Ils étaient en compétition avec l’ancien régime, en particulier sur le plan économique, jusqu’à la chute de Moubarak. Aujourd’hui, il y a des associations, mais ces associations sont temporaires jusqu’à ce que les Frères musulmans aient assuré leur place à tous les niveaux, dans tous les rouages de l’Etat et de l’économie. Ensuite, ils se débarrasseront, dès que possible, de tous ces gens qui leur auront simplement servi de passe-droit. Les Frères musulmans ne peuvent faire confiance à personne, c’est leur mentalité. C’est l’idée pivot du « tamkin » : la prise de contrôle. Ils ne cessent, par exemple, de dire qu’ils ne peuvent rien faire parce qu’ils n’ont pas encore le contrôle. Au bout du compte, leur priorité absolue c’est de mettre la main sur les organismes de contrôle.
— Et ne trouvez-vous pas cela normal pour un gouvernement ?
— Si, mais dans le cas des Frères, il ne s’agit pas uniquement d’avoir les institutions sous contrôle et donc de pouvoir mener les affaires de l’Etat, mais de mettre les citoyens, la rue, sous contrôle. Les Frères musulmans ont une conception verticale des transformations de l’Etat et de la société. Ils croient que même dans une société en transformation, il suffit d’imposer des lois (à travers la Constitution par exemple) pour que tout le monde leur obéisse.

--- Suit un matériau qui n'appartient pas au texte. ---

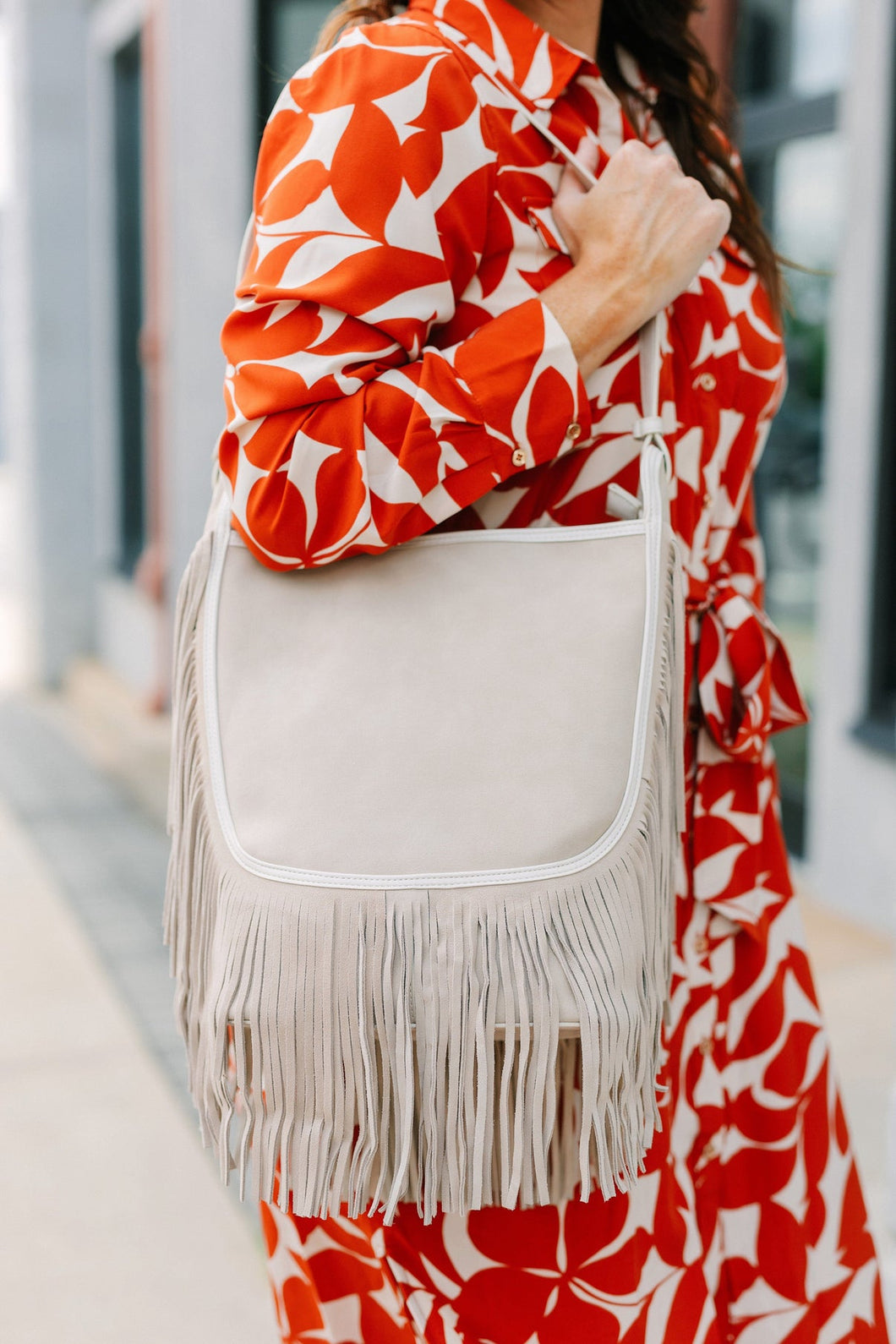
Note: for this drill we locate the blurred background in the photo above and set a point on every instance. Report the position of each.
(128, 136)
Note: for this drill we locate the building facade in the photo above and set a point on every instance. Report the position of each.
(134, 132)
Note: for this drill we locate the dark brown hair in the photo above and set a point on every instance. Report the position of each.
(658, 36)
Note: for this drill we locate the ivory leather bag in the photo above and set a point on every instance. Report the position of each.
(424, 812)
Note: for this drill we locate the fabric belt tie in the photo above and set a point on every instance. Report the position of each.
(745, 681)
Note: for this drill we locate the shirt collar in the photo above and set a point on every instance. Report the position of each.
(538, 63)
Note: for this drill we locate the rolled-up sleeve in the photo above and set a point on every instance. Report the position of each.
(349, 428)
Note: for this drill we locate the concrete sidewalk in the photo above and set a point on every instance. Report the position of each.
(114, 1225)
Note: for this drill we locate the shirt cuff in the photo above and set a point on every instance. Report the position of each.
(526, 380)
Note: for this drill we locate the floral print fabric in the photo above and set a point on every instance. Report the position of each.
(747, 1225)
(391, 369)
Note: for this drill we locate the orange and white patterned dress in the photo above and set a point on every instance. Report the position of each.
(391, 369)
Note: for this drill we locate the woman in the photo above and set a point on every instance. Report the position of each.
(424, 269)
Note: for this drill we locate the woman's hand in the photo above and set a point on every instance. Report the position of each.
(637, 241)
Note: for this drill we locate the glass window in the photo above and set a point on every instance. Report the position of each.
(790, 61)
(128, 173)
(798, 47)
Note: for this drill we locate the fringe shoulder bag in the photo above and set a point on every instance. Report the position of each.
(424, 811)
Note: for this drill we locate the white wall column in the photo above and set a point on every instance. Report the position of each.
(45, 325)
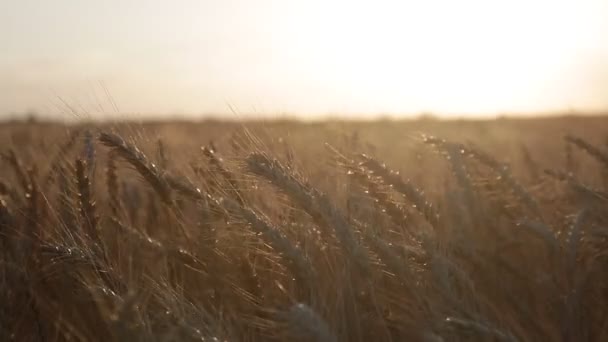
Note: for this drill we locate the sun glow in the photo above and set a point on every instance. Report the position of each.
(448, 57)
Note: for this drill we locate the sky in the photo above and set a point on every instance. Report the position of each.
(309, 58)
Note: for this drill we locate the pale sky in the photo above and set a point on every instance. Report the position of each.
(308, 57)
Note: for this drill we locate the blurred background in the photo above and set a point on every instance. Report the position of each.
(305, 59)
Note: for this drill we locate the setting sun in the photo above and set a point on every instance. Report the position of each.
(307, 57)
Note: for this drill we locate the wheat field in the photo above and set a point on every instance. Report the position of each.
(421, 230)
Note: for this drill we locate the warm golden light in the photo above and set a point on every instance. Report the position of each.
(451, 57)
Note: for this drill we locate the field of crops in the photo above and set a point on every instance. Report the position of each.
(421, 230)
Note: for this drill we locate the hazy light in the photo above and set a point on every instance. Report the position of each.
(307, 57)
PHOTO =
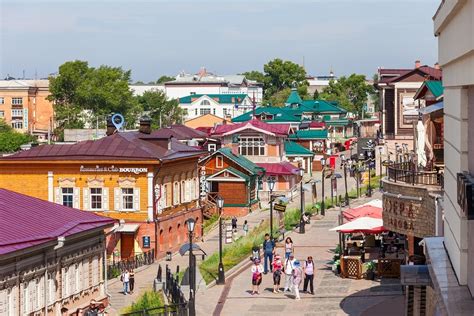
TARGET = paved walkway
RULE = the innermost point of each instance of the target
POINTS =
(333, 295)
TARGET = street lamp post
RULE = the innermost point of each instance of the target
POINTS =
(323, 164)
(271, 186)
(344, 164)
(221, 275)
(302, 223)
(191, 223)
(380, 167)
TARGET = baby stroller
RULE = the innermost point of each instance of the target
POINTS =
(255, 253)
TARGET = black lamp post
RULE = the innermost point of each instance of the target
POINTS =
(191, 223)
(323, 164)
(220, 275)
(302, 223)
(271, 186)
(344, 164)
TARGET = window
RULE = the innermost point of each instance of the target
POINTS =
(17, 124)
(17, 101)
(67, 196)
(204, 111)
(127, 198)
(96, 198)
(251, 146)
(17, 112)
(219, 161)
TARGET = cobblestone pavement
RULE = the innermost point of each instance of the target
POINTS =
(333, 295)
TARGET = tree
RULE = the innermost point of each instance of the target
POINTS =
(351, 92)
(11, 140)
(83, 94)
(281, 74)
(162, 111)
(164, 79)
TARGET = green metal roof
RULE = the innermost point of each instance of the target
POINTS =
(241, 161)
(222, 98)
(294, 149)
(294, 97)
(310, 134)
(436, 87)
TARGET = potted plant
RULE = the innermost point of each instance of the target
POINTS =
(370, 270)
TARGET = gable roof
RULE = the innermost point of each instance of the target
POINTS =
(28, 221)
(240, 160)
(237, 98)
(434, 86)
(127, 146)
(259, 126)
(294, 149)
(310, 134)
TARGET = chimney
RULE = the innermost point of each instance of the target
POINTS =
(145, 125)
(110, 127)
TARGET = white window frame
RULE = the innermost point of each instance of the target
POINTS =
(252, 146)
(124, 195)
(17, 101)
(219, 161)
(17, 112)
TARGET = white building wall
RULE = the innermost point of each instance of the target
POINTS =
(454, 25)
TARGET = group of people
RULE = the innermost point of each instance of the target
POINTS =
(294, 270)
(128, 280)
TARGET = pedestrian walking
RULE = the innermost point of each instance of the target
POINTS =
(289, 266)
(268, 249)
(125, 278)
(131, 281)
(256, 270)
(245, 227)
(277, 267)
(288, 247)
(234, 223)
(309, 275)
(297, 278)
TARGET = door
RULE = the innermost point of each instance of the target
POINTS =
(127, 245)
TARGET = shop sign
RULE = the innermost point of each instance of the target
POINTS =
(112, 168)
(146, 241)
(399, 215)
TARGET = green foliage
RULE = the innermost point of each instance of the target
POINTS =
(233, 253)
(83, 94)
(164, 79)
(351, 92)
(162, 111)
(149, 299)
(11, 140)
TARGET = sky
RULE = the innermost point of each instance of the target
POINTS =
(154, 38)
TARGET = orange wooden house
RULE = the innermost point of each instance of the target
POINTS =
(148, 182)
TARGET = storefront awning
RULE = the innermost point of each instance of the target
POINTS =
(128, 228)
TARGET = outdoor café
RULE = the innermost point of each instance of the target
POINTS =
(367, 247)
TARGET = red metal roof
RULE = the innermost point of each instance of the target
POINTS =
(26, 221)
(279, 168)
(278, 129)
(120, 146)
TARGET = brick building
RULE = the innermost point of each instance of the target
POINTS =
(147, 181)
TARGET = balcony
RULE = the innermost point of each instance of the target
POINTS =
(409, 173)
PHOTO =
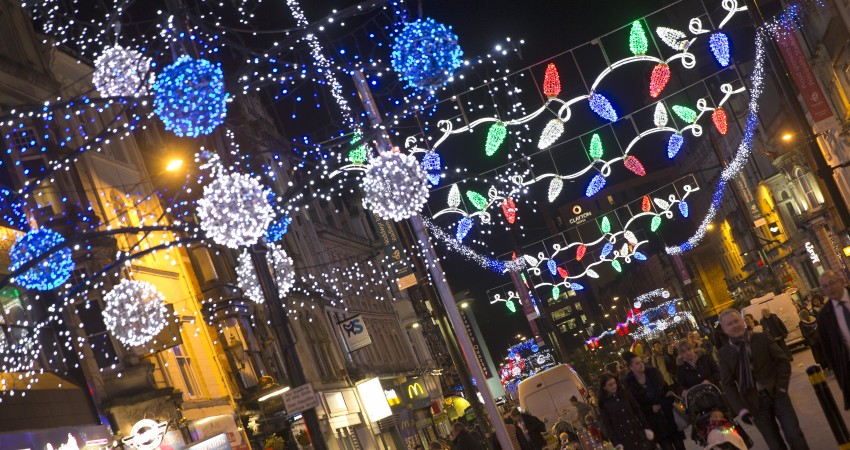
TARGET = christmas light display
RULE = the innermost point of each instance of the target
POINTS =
(54, 264)
(122, 72)
(426, 54)
(602, 107)
(463, 228)
(495, 136)
(234, 210)
(741, 155)
(720, 121)
(634, 165)
(638, 44)
(394, 186)
(509, 210)
(189, 97)
(658, 79)
(551, 81)
(135, 312)
(551, 133)
(719, 44)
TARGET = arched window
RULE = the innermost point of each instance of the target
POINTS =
(807, 187)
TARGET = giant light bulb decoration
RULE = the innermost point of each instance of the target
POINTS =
(122, 72)
(135, 312)
(394, 186)
(234, 210)
(51, 271)
(189, 97)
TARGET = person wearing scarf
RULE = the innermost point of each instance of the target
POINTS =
(754, 373)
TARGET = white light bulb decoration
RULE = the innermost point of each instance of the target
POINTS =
(394, 186)
(122, 72)
(135, 312)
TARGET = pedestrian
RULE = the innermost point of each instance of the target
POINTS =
(834, 329)
(529, 430)
(660, 361)
(753, 324)
(694, 367)
(621, 418)
(647, 386)
(775, 328)
(463, 439)
(809, 329)
(755, 373)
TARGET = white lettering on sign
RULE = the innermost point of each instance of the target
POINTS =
(146, 434)
(812, 253)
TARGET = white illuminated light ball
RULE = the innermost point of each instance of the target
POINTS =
(122, 72)
(235, 210)
(135, 312)
(395, 187)
(282, 265)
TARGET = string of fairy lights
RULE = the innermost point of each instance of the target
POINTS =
(187, 95)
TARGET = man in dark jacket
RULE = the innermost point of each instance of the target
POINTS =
(529, 430)
(775, 328)
(834, 329)
(755, 374)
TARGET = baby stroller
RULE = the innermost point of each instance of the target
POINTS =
(701, 400)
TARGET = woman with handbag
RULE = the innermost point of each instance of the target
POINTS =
(647, 386)
(621, 418)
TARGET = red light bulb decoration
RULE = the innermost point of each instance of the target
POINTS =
(509, 209)
(634, 165)
(551, 81)
(658, 80)
(580, 251)
(719, 119)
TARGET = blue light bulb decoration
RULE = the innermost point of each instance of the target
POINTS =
(674, 144)
(463, 228)
(425, 54)
(278, 229)
(51, 271)
(602, 107)
(719, 44)
(432, 164)
(189, 97)
(596, 184)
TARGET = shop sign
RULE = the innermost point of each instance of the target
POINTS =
(355, 333)
(146, 434)
(300, 399)
(218, 442)
(812, 253)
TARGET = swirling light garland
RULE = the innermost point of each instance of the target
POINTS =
(741, 156)
(394, 186)
(234, 210)
(135, 312)
(122, 72)
(189, 97)
(50, 272)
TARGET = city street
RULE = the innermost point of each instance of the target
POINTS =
(812, 420)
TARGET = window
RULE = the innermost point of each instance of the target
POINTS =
(184, 364)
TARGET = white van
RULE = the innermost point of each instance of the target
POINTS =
(546, 395)
(783, 306)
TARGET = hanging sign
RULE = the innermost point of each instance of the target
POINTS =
(355, 333)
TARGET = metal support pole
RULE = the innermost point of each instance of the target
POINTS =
(453, 314)
(285, 338)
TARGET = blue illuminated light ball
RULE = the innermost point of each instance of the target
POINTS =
(426, 54)
(189, 97)
(50, 272)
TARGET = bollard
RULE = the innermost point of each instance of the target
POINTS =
(830, 409)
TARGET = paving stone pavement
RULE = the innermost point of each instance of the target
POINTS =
(812, 419)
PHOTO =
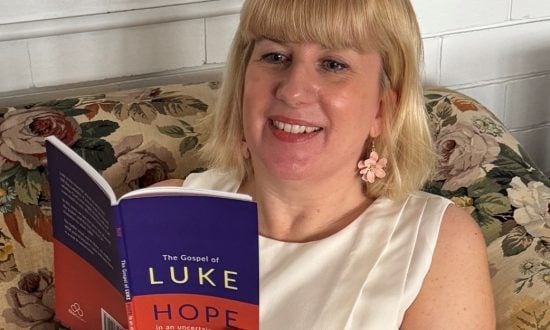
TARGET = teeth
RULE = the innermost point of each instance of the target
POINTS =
(294, 129)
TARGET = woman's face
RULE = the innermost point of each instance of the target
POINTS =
(308, 110)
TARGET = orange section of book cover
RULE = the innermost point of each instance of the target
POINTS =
(192, 312)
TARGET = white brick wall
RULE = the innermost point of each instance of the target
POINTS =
(497, 51)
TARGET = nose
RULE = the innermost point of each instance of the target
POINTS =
(298, 85)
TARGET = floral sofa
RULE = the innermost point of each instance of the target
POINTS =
(138, 137)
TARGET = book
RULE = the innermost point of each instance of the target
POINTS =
(155, 258)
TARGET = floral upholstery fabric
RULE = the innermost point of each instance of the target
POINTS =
(138, 137)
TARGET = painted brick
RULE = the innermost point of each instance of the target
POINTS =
(432, 59)
(219, 34)
(440, 16)
(32, 10)
(490, 96)
(536, 143)
(528, 96)
(14, 66)
(522, 9)
(117, 53)
(495, 53)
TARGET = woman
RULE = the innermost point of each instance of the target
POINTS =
(321, 120)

— Et en termes d’actes, comment se traduit cette vision ?
— La mise en poste de leurs hommes de confiance au sein de l’appareil étatique s’inscrit dans cette même optique. C’est cette manière de voir qui régit aussi leurs relations avec les membres de l’ancien régime. Ils agissent aussi en fonction de la nécessité qui se présente. C’est pour cette raison qu’on a l’impression qu’ils n’ont pas de plan réel ou de vision réelle, pour, par exemple, s’attaquer à la corruption ou réformer des ministères.
— Et parmi les institutions, lesquelles seraient d’après vous les plus visées ?
— Ils cherchent surtout à s’emparer des institutions qui leur permettraient de maintenir le citoyen sous contrôle. Ils veulent utiliser les moyens coercitifs de ces institutions à leur avantage, au lieu de procéder à des réformes qui en changeraient la nature.
Par exemple, ils se sont attaqués violemment au pouvoir judiciaire, mais c’est l’un des secteurs les plus difficiles à conquérir : en effet, le pouvoir judiciaire n’est pas un organe coercitif de l’Etat, et c’est pour ça qu’il peut résister. Ce n’est pas en soi une machine d’oppression.
— Revenons à leurs relations avec les anciens régimes : ne pourrait-on pas tout simplement dire qu’ils ont besoin de leur expertise ?
— Je ne le pense pas. Ce qui est clair dans leurs choix c’est qu’ils ne visent pas la compétence, mais le remplacement des hommes aux postes-clés par leur propre garde. Des tas d’exemples le montrent au niveau des ministres, des gouvernorats, des membres de l’assemblée constituante, des candidats aux élections législatives et des patrons de la presse officielle. C’est ce qu’on appelle l’« ikhwanisation » de l’Etat, et qui semble être leur réel projet.
Pour ce que vous appelez l’expertise, les Frères ont pris soin de garder intacte la bureaucratie, qui continue de fonctionner sur les mêmes modes coercitifs et non transparents, mais à leur service, au service de leur exercice du pouvoir.
— Et à quel point ont-ils réussi à promouvoir ce projet ?
— Heureusement depuis la révolution, la société est hors du contrôle de l’Etat. C’est visible dans le soulèvement du mois de novembre qui a été encore plus large en termes de classes sociales mobilisées et de diversification des lieux de manifestations. Comme le faisaient avant eux le PND et le Conseil militaire, les Frères musulmans cherchent à éliminer l’élément de transformation sociétale, en l’ignorant constamment, pour réduire la portée de la révolution à sa seule composante politique élitiste : c’est-à-dire reprendre le contrôle de la société par un « simple » changement de régime. Les Frères comptent entièrement sur l’argument de la « moralité et du respect des traditions » pour éteindre tout débat de société. Cela a été leur principal argument pour vendre la Constitution.